NN $\rightarrow$ 1-NN\\
We can generalise NN in K-NN with $k = 1,3,5,7$ so odd $K$ \\
$\hknn(x)$ = label corresponding to the majority of labels of the k closet point to
x in the training set.\\\\
How big could $K$ be if i have $n$ point?\\
I look at the $k$ closest point\\
When $k = m$?\\
The majority, will be a constant classifier
$\hknn$ is constant and corresponds to the majority of training labels\\
Training error is always 0 for $\hnn$, while for $\hknn$ will be typically $>0$, with $k >
1$\\
Image: one dimensional classifier and training set is repeated.
Is the plot of 1-NN classifier.\\
Positive and negative.
$K = 1$ error is 0.\\
In the second line we switch to $k =3$. Second point doesn’t switch and third will
be classify to positive and we have training mistake.\\
Switches corresponds to border of voronoi partition.

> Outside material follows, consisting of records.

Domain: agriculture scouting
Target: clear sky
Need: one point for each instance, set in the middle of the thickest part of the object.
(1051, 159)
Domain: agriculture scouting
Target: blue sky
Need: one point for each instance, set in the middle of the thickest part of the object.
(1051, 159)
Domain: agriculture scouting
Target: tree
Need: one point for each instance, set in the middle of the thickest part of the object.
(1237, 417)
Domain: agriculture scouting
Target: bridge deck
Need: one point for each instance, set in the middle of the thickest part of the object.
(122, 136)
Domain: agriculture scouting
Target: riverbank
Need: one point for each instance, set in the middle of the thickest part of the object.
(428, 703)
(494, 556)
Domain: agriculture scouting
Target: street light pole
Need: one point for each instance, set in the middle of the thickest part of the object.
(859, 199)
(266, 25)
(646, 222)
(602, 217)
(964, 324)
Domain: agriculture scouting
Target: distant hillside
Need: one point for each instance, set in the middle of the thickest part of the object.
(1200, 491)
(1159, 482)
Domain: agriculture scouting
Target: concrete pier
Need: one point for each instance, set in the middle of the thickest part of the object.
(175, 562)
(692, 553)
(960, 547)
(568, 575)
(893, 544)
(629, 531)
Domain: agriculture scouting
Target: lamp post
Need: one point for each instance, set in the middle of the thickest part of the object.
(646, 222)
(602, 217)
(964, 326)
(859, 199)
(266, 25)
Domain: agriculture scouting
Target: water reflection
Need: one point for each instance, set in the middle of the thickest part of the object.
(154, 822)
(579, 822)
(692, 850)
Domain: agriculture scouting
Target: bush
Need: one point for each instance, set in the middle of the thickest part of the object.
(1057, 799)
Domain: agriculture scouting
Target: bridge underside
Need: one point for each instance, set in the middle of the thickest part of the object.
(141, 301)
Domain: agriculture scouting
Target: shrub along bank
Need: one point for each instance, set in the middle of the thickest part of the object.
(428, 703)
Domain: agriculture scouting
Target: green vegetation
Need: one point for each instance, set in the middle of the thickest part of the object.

$$\knn \qquad \textit{For multiclass classification}$$
$$
(|Y| > 2 ) \qquad \textit{for regression } Y\equiv \barra{R}
$$
\\
Average of labels of $K$ neighbours $\rightarrow$ i will get a number with prediction.
\\
I can weight average by distance
\\
You can vary this algorithm as you want.\\\\
Let’s go back to Binary classification.\\
The $k$ parameter is the effect of making the structure of classifier more
complex and less complex for small value of $k$.\\\\
--.. DISEGNO ..--
\\
Fix training set and test set\\
Accury as oppose to the error
\\\\
Show a plot. Training error is 0 at $k = 0$.\\
As i go further training error is higher and test error goes down. At some point
after which training and set met and then after that training and test error goes
up (accuracy goes down).\\
If i run algorithm is going to be overfitting: training error and test error is high and also underfitting since testing and training are close and both high.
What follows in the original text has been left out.